Hi Amos,

finally i've configured Kerberos auth and ldap group check. In a few weeks I 
will report if the bottlenecks are eliminated. 

This is now my config:

auth_param negotiate program /usr/lib64/squid/squid_kerb_auth
auth_param negotiate children 10
auth_param negotiate keep_alive on
external_acl_type checkgroup %LOGIN /usr/lib64/squid/squid_ldap_group -R -K -b 
"dc=DOMAIN,dc=local" -D ldap -w "PASSWORD" -f 
"(&(objectclass=person)(sAMAccountName=%v)(memberof=cn=%g,ou=UserGroups,dc=DOMAIN,dc=local))"
 -h DOMAINCONTROLLER
.
(snip)
.
acl Terminalserver src 10.4.1.51-10.4.1.75
acl AUTH proxy_auth REQUIRED
acl InternetGroup external checkgroup internet
.
(snip)
.
http_access deny !AUTH
http_access allow InternetGroup Terminalserver
http_access deny Terminalserver
.
(snip)
.


Thanks for help.


------------------------------------------------------------------------
Amos Jeffries wrote:

> The big issues you have are:
> * using NTLM. This seriously caps the proxy performance and capacity. Each 
> new TCP connection (~30 per second from your graphs) requires at least two 
> full HTTP > reqesut/reply round trips just to authenticate before the actual 
> HTTP response can begin to be identified and fetched. 
>
> * using group to base access permissions.
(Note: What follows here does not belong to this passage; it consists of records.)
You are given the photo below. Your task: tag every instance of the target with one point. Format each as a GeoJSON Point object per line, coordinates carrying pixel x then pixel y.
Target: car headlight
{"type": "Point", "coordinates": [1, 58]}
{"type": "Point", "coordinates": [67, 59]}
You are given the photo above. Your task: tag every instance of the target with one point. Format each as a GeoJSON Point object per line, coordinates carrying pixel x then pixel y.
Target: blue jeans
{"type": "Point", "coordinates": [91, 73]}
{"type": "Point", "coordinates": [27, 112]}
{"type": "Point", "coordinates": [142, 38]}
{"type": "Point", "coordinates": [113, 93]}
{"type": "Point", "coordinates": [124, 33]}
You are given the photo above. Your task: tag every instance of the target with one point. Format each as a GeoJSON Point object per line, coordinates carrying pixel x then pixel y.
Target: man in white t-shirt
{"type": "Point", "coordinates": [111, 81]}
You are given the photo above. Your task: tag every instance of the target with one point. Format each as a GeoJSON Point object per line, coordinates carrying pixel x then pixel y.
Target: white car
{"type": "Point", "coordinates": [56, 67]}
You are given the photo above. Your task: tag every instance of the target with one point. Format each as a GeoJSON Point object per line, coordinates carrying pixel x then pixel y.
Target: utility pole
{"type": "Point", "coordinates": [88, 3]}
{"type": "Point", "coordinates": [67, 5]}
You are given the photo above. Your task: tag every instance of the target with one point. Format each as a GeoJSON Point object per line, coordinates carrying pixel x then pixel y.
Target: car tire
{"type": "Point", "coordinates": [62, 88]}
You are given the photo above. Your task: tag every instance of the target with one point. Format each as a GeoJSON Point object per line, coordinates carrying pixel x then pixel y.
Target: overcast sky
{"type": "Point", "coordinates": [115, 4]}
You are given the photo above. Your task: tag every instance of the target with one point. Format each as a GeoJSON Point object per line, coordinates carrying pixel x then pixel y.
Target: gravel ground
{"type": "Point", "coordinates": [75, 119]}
Like NTLM this caps the capacity of 
> your Squid. 
> 
> * using a URL helper. Whether that is a big drag or not depends on what you 
> are using it for and whether Squid can do that faster by itself. 
> 
> These are your big performance bottlenecks. Eliminating any of them will 
> speed up your proxy. BUT whether it is worth doing is up to you.